A post-EU Britain might also be tempted to drop the bloc’s rules on pay for temporary workers and on the number of hours employees can work, and scrap its environmental rules.
Such changes would help boost growth but could upset voters too, Raoul Ruparel, a co-director of Open Europe, said.
“The basic trade-off is: yes there are potential gains post-Brexit, but they are not easy,” he said. “Are people and politicians willing to do what is necessary to reap these gains? I don’t think the hard choices have been discussed enough.”
Campaigners who back a so-called Brexit say Britain’s economy would flourish if it left the EU because it could strike its own free trade deals and drop the bloc’s red tape.

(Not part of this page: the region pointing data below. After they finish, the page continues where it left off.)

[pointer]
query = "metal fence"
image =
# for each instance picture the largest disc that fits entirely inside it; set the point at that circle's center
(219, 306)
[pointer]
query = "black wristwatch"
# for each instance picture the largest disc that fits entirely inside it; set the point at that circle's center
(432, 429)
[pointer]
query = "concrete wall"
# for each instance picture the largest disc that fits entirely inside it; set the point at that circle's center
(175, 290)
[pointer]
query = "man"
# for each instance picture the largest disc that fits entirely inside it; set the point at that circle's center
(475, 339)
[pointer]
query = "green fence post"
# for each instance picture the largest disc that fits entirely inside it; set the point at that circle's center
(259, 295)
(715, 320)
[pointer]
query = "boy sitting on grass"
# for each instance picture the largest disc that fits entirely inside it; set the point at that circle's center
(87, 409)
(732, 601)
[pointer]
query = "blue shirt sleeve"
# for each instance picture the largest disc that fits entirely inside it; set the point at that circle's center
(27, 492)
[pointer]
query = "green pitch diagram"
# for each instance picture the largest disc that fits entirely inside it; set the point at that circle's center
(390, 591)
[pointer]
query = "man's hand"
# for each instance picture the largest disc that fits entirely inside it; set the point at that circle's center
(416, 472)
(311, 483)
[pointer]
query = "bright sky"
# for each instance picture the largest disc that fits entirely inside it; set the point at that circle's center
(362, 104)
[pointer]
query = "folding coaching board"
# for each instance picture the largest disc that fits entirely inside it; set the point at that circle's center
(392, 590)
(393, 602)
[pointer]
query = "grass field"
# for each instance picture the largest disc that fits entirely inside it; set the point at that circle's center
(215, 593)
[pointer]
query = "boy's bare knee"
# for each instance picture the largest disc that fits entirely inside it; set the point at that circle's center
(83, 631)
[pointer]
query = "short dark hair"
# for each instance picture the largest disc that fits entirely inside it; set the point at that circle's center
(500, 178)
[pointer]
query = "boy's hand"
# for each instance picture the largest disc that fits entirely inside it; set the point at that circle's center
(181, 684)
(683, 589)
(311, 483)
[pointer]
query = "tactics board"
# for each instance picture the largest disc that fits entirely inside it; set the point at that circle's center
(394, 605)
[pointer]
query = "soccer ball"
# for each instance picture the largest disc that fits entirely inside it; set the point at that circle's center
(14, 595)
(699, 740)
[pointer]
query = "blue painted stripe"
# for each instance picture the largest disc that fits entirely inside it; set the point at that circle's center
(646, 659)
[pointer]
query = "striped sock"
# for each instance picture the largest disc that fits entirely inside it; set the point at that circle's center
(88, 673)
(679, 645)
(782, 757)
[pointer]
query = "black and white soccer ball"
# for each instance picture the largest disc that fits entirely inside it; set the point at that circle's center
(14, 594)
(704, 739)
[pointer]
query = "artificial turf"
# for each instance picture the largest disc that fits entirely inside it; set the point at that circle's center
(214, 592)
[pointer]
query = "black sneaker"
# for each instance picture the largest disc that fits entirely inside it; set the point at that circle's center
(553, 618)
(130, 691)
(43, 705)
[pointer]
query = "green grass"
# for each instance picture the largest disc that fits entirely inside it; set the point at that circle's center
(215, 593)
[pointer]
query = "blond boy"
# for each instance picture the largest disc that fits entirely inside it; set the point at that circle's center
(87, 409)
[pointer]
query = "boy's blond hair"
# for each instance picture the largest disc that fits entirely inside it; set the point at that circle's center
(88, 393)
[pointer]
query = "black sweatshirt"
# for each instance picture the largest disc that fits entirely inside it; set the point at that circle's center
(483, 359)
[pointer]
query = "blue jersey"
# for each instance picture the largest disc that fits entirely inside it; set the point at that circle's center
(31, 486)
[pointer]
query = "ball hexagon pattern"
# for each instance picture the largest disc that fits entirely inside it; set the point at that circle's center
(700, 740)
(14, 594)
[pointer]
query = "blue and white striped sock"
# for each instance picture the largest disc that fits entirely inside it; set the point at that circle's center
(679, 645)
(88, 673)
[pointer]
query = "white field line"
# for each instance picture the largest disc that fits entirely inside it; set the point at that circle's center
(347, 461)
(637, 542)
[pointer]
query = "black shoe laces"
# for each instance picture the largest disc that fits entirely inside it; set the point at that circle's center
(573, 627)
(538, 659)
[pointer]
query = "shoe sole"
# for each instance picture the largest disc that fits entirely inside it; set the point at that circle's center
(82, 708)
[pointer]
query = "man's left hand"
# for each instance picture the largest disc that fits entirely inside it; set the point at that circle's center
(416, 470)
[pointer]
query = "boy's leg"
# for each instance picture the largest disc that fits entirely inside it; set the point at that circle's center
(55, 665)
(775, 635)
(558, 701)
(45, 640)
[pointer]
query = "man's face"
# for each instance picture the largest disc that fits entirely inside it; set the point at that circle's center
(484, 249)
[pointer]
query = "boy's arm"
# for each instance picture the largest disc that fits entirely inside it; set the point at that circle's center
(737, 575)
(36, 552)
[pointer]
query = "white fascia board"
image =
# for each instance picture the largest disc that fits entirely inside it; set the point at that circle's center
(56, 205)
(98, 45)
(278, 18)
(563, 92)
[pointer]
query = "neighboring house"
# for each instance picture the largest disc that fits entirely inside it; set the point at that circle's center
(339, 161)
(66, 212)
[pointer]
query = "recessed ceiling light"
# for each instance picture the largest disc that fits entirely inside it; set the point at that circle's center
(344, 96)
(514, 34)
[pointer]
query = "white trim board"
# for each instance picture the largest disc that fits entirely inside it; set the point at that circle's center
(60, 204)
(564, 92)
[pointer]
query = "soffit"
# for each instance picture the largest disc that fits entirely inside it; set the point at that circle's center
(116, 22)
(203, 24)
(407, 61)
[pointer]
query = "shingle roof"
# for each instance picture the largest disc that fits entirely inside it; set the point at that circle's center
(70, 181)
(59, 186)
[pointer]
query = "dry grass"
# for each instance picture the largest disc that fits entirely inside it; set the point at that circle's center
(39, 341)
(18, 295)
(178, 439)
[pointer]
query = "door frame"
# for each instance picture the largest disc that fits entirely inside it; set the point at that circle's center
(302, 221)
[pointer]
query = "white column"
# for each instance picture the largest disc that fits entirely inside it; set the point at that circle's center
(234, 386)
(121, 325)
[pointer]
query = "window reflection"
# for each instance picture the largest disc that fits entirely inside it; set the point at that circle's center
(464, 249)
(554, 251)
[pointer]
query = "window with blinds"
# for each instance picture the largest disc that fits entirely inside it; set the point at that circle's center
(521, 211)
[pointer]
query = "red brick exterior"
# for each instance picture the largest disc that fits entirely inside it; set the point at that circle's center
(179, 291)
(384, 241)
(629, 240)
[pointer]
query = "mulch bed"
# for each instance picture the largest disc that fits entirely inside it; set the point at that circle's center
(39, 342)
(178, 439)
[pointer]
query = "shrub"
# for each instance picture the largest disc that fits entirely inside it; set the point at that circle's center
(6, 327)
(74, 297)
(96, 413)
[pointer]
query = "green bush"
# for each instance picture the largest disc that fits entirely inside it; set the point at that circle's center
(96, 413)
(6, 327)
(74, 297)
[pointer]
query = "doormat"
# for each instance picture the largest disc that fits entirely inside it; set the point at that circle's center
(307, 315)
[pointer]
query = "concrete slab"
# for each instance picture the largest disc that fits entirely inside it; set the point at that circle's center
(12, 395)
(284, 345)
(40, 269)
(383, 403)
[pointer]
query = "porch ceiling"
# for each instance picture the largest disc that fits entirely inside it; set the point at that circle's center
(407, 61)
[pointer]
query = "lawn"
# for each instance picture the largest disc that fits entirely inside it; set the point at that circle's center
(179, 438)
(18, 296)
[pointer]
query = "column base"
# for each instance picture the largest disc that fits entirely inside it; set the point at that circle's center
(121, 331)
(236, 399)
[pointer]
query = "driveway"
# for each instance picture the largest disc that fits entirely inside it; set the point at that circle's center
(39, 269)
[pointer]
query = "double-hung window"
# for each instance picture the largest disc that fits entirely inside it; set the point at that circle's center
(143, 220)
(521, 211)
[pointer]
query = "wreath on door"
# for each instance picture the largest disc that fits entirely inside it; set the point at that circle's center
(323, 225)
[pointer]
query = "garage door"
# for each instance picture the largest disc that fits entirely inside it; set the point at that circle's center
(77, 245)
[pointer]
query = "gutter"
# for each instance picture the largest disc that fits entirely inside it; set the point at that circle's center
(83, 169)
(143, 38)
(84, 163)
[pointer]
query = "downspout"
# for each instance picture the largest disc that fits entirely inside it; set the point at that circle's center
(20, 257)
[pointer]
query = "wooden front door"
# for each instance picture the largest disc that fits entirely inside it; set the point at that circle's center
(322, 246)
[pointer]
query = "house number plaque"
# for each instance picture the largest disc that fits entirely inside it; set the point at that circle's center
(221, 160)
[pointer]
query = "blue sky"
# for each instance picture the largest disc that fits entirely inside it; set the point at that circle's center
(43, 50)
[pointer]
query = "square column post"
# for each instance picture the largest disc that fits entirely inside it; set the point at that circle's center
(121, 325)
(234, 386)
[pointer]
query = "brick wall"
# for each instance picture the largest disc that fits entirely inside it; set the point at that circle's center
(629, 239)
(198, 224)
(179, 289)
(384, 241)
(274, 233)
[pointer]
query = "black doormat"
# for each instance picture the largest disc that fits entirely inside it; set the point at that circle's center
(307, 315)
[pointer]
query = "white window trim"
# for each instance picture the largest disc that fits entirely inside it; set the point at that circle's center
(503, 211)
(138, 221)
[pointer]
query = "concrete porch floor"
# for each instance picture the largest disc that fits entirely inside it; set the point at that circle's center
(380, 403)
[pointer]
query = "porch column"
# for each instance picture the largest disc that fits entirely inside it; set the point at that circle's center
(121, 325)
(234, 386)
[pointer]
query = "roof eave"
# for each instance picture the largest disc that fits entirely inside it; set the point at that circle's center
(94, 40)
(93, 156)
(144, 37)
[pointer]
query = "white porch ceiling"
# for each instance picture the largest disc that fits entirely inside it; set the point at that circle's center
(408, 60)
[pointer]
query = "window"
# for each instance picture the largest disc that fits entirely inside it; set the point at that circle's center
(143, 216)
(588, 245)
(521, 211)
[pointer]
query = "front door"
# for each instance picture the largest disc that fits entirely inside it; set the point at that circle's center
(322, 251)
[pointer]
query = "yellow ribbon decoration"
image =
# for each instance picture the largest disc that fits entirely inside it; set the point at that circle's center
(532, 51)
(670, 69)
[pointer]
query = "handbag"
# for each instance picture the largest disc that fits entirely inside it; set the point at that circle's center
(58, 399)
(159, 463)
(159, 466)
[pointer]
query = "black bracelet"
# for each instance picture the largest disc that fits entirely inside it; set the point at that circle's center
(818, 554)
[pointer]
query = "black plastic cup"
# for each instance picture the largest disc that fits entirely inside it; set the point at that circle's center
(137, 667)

Prime Minister David Cameron is urging voters to stay in the bloc, saying a decision to leave would lead to years of uncertainty.
A former director of Open Europe is an adviser to Cameron on EU issues.
Another tough issue after a Brexit vote would be immigration. “Out” campaigners say leaving the EU is the only way to control record flows of migration into Britain.
Open Europe said countries such as Canada, Norway and Switzerland, which have been cited as models by the “Out” campaign, have higher levels of immigration than Britain and that it would still need low-paid workers from abroad.
“You can regulate it but the impact on the ground might not feel so different,” Stephen Booth, the think tank’s other co-director, said.
Open Europe said Britain’s big challenges to improve its economic competitiveness had nothing to do with the EU. They included below-average standards in primary education, low levels of business investment and infrastructure delays.